The one missing piece of Microsoft's cloud strategy is multi-cloud. The current go-to market strategy assumes customers want to be primarily Microsoft. I believe many customers may elect to use both Amazon and Microsoft and a variety of private could offerings. The utopian scenario is for customers to have cloud freedom and move workloads between public or private clouds. This could be for reasons related to cost, business continuity, or data sovereignty. VMware recently announced Cloud Foundry, and Cisco acquired CliQr to address these issues.
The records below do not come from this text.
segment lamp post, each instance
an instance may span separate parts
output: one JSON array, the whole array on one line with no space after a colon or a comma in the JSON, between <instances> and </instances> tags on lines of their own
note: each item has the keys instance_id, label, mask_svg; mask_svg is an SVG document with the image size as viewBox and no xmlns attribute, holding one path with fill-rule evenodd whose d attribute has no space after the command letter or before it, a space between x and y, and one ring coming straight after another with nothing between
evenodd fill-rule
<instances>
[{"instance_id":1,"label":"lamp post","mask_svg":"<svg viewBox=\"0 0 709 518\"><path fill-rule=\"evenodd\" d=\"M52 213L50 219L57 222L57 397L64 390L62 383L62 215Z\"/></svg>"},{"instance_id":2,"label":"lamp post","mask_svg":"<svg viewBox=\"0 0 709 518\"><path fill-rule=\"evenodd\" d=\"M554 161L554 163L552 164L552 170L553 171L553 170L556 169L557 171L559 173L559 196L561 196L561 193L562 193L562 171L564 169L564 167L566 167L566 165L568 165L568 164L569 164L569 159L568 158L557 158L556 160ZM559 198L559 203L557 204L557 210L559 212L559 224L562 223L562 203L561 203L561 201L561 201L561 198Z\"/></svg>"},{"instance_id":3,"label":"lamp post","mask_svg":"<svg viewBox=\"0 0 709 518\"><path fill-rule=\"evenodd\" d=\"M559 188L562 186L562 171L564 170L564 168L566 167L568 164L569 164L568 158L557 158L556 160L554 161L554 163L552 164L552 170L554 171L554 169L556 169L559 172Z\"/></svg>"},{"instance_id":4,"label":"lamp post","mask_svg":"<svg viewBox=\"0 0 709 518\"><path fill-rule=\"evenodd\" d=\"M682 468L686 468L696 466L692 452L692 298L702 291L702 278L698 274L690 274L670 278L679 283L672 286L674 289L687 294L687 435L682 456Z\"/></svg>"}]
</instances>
In an analyst session at Ignite, I asked Microsoft about its plans in this area and representatives stated that they did not believe customers would want to use the cloud in this way. This may be true today, but over time, as hybrid cloud becomes the norm, customers will want this functionality. This need could be driven by the simple scenario of one company buying another, thus forcing multiple cloud platforms to come together.
I do believe that Microsoft is very well positioned in cloud, but its strategy is very Microsoft-centric, which is consistent with the way the company has operated in the past. Given its massive installed base of IT pros, this will bode well in the short term, but it needs to have multi-vendor cloud environments become a core part of its strategy for long term success.